Затем разговор пошел о следствии, имевшем быть в два часа, о ране убитого, об оружии, которым было совершено преступление. Обо всех этих предметах было несколько мнений, так как за пределами Клеведона не многие обладали достоверными сведениями. Рнчард Редмайн слушал молча. Садовник и мистер Перкис время от времени обращались к нему со своим замечаниями.

-- В газетах пишут вслед за всяким преступлением, что полиция уже напала на след виновного, хотя еще ничто неизвестно достоверно и не может быть обнародовано, -- заметил Перкис. -- Поверьте, мистер Бонд, что и в этом случае полиция уже напала на следы преступника. Как вы думаете, из ружья или из пистолета был сделан выстрел?

-- Грум капитана Гартвуда был здесь пред завтраком, объезжая лошадь своего барина, и говорил мне, что доктора вынули полдюжины дробинок, следовательно, выстрел был сделан из ружья и без заранее обдуманного намерения. Никто не заряжает ружье дробью, собираясь убить человека.

-- Этого нельзя сказать, мистер Бонд, -- возразил Перкис. -- Чем хуже человек, тем хитрее совершает он свое преступление. Он хотел, быть может, сбить с толку следователей. Но я не могу понять причину преступления. Никто не совершает убийства без причины.

-- Кроме сумасшедших, -- сказал садовник. -- Мне сдается, что это убийство было делом сумасшедшего.

-- Что это вы говорите, мистер Бонд? Я называю это насмешкой над законами страны. Стоит только человеку сделать какое-нибудь необычайное преступление, чтобы его провозгласили сумасшедшим.

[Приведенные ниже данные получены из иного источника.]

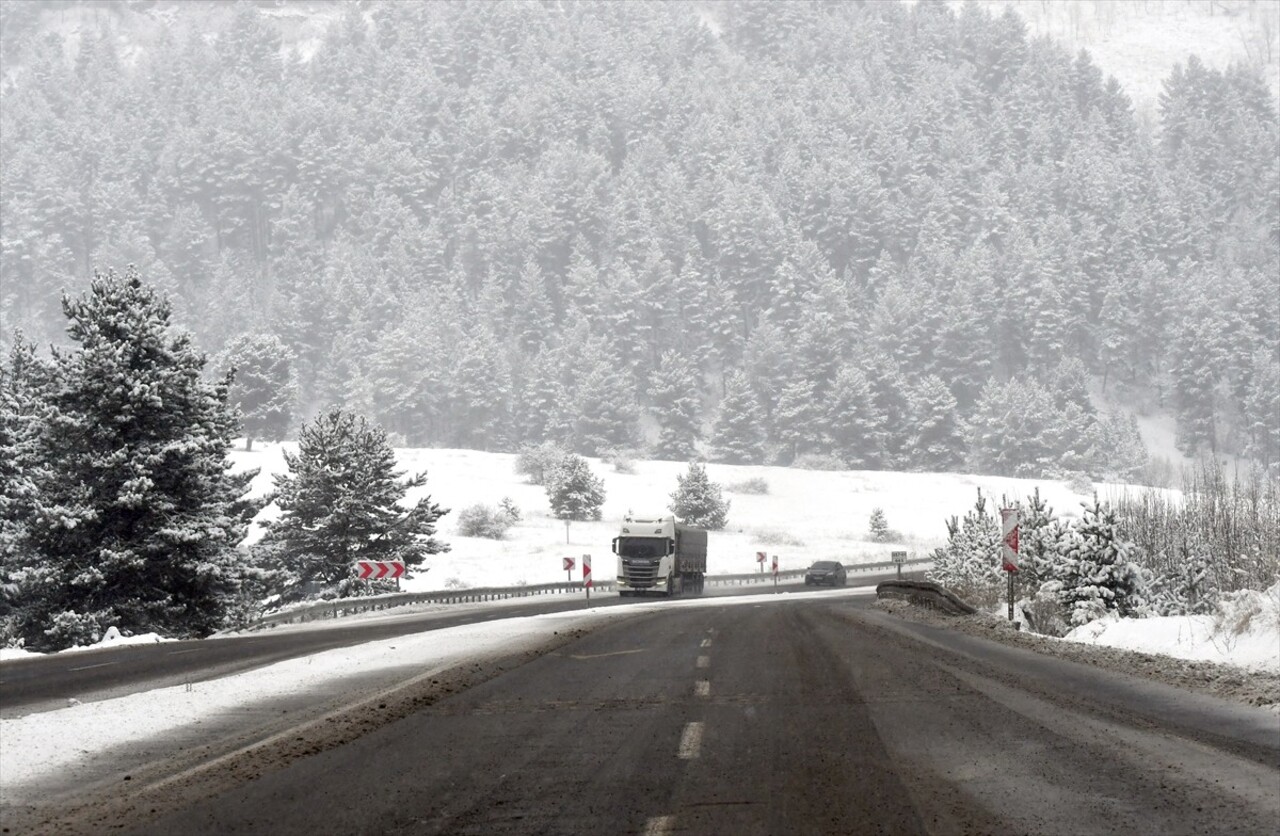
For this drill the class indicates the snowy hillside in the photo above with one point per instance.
(805, 516)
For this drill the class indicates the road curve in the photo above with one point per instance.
(46, 683)
(807, 716)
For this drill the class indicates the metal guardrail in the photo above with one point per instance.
(341, 607)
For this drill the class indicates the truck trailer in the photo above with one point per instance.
(659, 556)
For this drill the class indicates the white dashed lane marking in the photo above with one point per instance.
(86, 667)
(691, 741)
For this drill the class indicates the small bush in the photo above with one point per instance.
(755, 485)
(484, 521)
(818, 461)
(768, 537)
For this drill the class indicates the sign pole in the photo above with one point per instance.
(1009, 549)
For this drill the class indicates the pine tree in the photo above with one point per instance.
(264, 387)
(23, 382)
(675, 401)
(136, 519)
(850, 420)
(938, 439)
(739, 434)
(969, 563)
(574, 490)
(796, 419)
(1093, 571)
(342, 501)
(698, 499)
(878, 526)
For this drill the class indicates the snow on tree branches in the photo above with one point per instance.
(341, 502)
(698, 499)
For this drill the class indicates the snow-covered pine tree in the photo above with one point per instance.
(878, 526)
(739, 434)
(22, 384)
(604, 393)
(698, 499)
(796, 419)
(938, 441)
(675, 401)
(574, 492)
(1095, 570)
(136, 519)
(264, 387)
(341, 502)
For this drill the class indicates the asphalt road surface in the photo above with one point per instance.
(48, 683)
(818, 715)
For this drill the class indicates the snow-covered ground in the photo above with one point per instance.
(1246, 633)
(39, 747)
(805, 516)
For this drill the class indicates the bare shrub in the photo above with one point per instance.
(485, 521)
(754, 485)
(771, 537)
(818, 461)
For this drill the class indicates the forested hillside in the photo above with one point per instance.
(887, 236)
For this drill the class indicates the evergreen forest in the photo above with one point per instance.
(873, 234)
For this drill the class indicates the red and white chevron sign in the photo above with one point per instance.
(378, 570)
(1009, 544)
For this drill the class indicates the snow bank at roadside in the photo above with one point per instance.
(50, 743)
(113, 639)
(1246, 633)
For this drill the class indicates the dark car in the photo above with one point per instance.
(824, 572)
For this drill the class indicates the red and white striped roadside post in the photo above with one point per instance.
(1009, 549)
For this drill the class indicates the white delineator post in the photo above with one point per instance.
(1009, 549)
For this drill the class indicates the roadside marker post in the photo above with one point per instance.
(1009, 549)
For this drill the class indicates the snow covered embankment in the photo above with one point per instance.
(1244, 633)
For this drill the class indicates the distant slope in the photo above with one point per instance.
(805, 516)
(1138, 41)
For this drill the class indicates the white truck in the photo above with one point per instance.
(659, 556)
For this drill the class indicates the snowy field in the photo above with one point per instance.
(805, 516)
(1246, 633)
(55, 744)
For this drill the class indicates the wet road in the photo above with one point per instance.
(818, 715)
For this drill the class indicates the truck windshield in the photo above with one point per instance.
(641, 547)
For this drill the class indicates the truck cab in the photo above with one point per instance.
(659, 556)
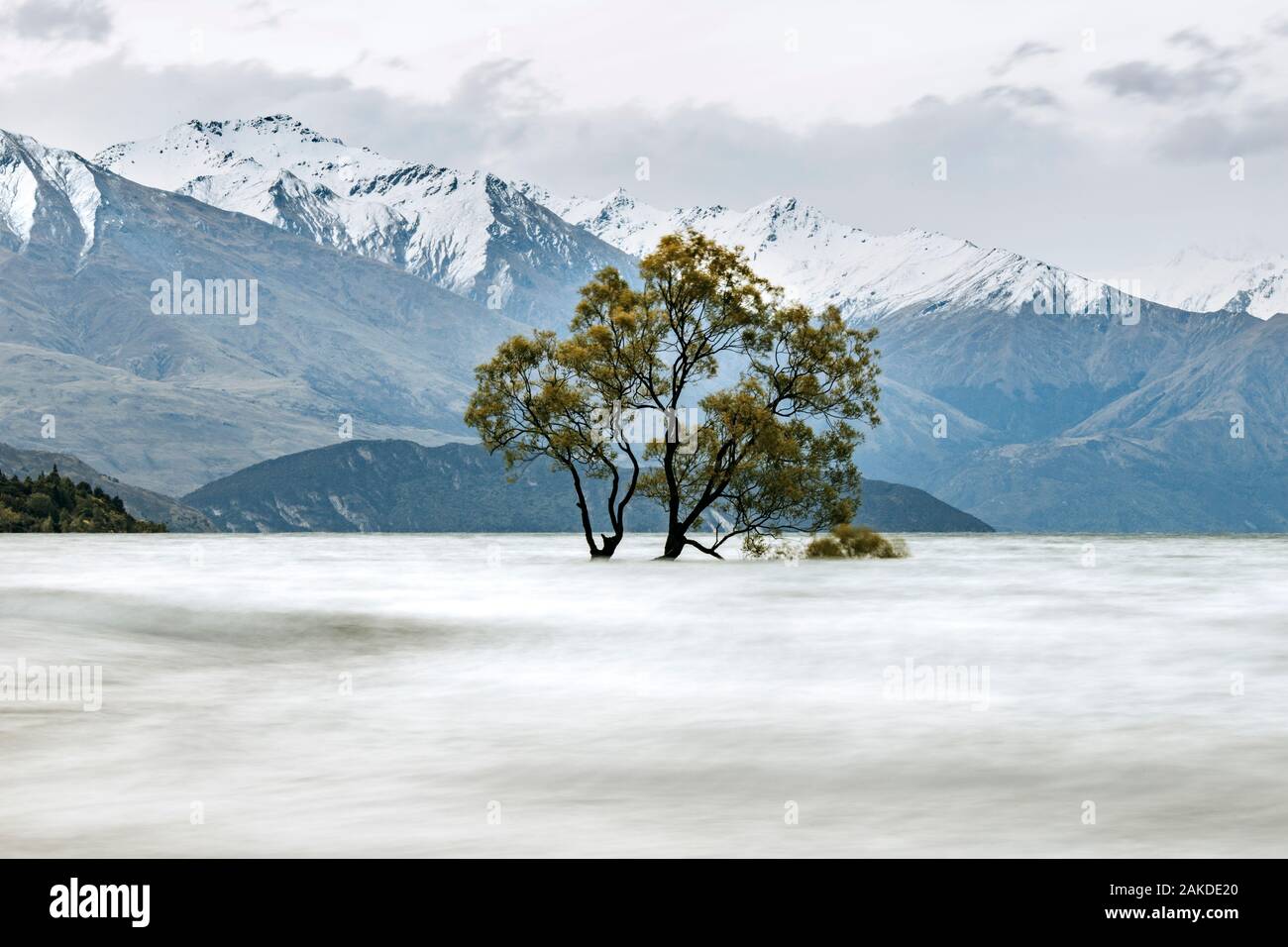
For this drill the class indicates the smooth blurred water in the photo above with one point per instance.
(645, 707)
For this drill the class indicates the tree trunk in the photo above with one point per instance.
(674, 543)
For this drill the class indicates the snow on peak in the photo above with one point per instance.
(426, 219)
(1203, 279)
(27, 167)
(823, 262)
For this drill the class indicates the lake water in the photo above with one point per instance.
(501, 694)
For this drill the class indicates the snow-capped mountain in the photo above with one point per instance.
(44, 183)
(468, 232)
(823, 262)
(167, 399)
(1203, 281)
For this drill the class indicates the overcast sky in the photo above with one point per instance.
(1096, 136)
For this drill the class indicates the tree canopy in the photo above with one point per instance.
(760, 399)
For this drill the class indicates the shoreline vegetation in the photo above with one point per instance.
(53, 502)
(845, 541)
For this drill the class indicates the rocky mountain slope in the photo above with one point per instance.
(1029, 395)
(469, 232)
(171, 401)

Ричард Редмайн стоял немного поодаль, рассеянно слушая, потом, решившись взглянуть на сцену вчерашней катастрофы, подошел к калитке, но был остановлен садовником.

-- Извините, мистер Редмайн, -- сказал он. -- Хотя вы человек известный, но я имею строгие предписания от полиции и обязан исполнять их. Сегодня запрещено ходить в парке.

-- Почему?

-- Не мое дело знать, зачем и почему. Я должен только исполнять приказания.

-- Вы правы. Я не особенно интересуюсь этим делом, но если на кого-нибудь падет подозрение и кто-нибудь будет задержан, я желал бы, чтобы меня об этом уведомили. Не можете ли вы прислать кого-нибудь ко мне в Брайервуд?

-- Хорошо, мистер Редмайн. Я пришлю сказать вам, если что-нибудь случится.

Минуту спустя к калитке подошел молодой малый с лицом, сиявшим гордостью и сознанием собственного достоинства. Он принес новость, еще не известную этим людям, и они это тотчас же поняли.

-- Что нового, Джим? -- спросили его.

-- Очень важная новость, -- отвечал он торжественно. -- Нашли ружье, которым был убит джентльмен.

-- А, так ружье уже нашли, -- сказал Бонд. -- Остальное не трудно узнать. Скоро найдут и самого убийцу.

Он задумчиво посмотрел вслед Редмайну, уходившему по пыльной большой дороге.

-- Странно, что он так интересуется этим делом, что просит присылать ему известия, -- заметил он.

-- Действительно, странно, Бонд, -- возразил Перкис. -- Но с тех пор, как он вернулся из Австралии, нет на свете человека страннее Ричарда Редмайна. Проклятое золото вскружило ему голову -- вот мое мнение. Выкапывая из земли золотые слитки как земляных червей, человек идет против природы и должен нести за это наказание.

-- Вы правы, -- отвечал Бонд. -- В поте лица своего будешь зарабатывать хлеб свой, говорится в Священном Писании, но об откапывании золота и о стофунтовых слитках в нем не упоминается.